Applicability to All HIPAA Contractors and Subcontractors
The Omnibus Rule also does not put a limitation on the number of, or size of HIPAA contractors and subcontractors to which these rules apply. Subcontractors are liable no matter their size (such as individual contractors), and now matter how far “down the chain” they might be from the covered entity. (For example, covered entity hires a business associate, who hires a subcontractor (1), who in turn hires its own subcontractor (2) – even subcontractor #2 is liable.) All HIPAA contractors and subcontractors are liable to the extent that they create, receive, maintain, or transmit PHI.
Sharing PHI with HIPAA Contractors and Subcontractors
The HIPAA rules allow sharing PHI with HIPAA contractors and subcontractors assuming they have received “satisfactory assurances… that the subcontractor will appropriately safeguard the information.” The covered entities are not held liable in these situations assuming the subcontractor has a contract with the business associate that meets the contract requirements, the covered entity did not know of a pattern or practice of the associate that violates the contract, and the covered entity did not fail to act as required by the Privacy and Security Rules.
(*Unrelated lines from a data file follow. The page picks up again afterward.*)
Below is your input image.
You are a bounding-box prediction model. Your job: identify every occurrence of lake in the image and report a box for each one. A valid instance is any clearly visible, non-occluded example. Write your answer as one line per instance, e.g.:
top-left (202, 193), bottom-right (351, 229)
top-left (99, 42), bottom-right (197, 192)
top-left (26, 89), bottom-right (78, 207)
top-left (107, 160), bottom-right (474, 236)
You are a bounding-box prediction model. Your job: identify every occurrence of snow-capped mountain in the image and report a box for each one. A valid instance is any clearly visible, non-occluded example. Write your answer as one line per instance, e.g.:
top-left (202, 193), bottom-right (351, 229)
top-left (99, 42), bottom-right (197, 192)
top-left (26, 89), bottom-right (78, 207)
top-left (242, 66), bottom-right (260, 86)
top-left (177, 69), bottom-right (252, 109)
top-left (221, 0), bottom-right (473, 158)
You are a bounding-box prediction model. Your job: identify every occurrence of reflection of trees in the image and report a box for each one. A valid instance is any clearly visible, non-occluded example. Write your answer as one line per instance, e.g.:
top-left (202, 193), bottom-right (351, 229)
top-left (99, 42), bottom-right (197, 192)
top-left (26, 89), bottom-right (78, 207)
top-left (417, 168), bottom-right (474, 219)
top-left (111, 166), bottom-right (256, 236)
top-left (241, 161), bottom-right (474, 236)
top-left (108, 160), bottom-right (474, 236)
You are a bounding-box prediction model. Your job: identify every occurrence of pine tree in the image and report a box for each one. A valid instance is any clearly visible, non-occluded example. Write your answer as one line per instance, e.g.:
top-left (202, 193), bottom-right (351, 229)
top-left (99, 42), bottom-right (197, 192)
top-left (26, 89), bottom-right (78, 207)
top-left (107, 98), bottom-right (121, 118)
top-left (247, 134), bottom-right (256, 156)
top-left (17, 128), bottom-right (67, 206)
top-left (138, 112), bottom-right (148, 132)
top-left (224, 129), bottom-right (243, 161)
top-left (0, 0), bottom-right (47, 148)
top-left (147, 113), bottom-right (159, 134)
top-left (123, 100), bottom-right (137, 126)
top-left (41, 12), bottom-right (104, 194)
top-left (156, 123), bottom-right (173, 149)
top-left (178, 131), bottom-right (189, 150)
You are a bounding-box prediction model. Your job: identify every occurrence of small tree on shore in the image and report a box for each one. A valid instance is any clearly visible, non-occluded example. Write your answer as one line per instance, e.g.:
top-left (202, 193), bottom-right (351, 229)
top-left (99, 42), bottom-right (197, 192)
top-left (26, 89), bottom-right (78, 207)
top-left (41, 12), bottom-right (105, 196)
While HIPAA contractors and subcontractors do not need to have a contract in order to be considered business associates, a contract is required if the covered entity wishes to pass the liability for meeting HIPAA requirements on to the associate. There must be a contract that meets the requirements of §164.502(e) and §164.504(e) that requires the subcontractor to:
- Use the PHI properly and not disclose the PHI
- Apply appropriate safeguards (protections) to the PHI
- Report possible breaches or disclosure of the PHI
- Allow potential audits by the HHS
- Ensure any of its own subcontractors are under contract to meet these requirements
Permitted Exception for On-Site Contractors
The Omnibus Rule does allow for on-site contractors (individuals that work on-site at a covered entity) to be considered as either an employee of the covered entity, or a business associate, for the purposes of HIPAA rules and applicability. Covered entities can choose to accept the liability for the on-site contractor as they would for any of their employees. This choice depends on the nature of the relationship with the on-site contractor and the contractual relationship that is in place. This can be useful in certain situations when on-site contractors are entirely dependent upon the covered entity’s controls to safeguard and protect PHI. (For example, the on-site contractor uses the covered entity’s equipment, network, and relies upon the provided controls.)
There is another exception for business associates that act as conduits for the transport of protected health information but do not access the information other than on a random or infrequent basis. This exception will be covered in a future post.
The 2013 Omnibus Rule clearly defines that HIPAA contractors and subcontractors are to be treated the same as business associates when it comes to the handling of PHI. All HIPAA contractors and subcontractors are liable for complying with HIPAA whether or not there is a contractual relationship in place. The only exception to this is that covered entities can choose to treat subcontractors the same as employees provided they have appropriate controls and contractual requirements in place. Finally, having a proper contractual relationship can allow covered entities to pass certain parts of HIPAA liability on to its business associates including contractors and subcontractors.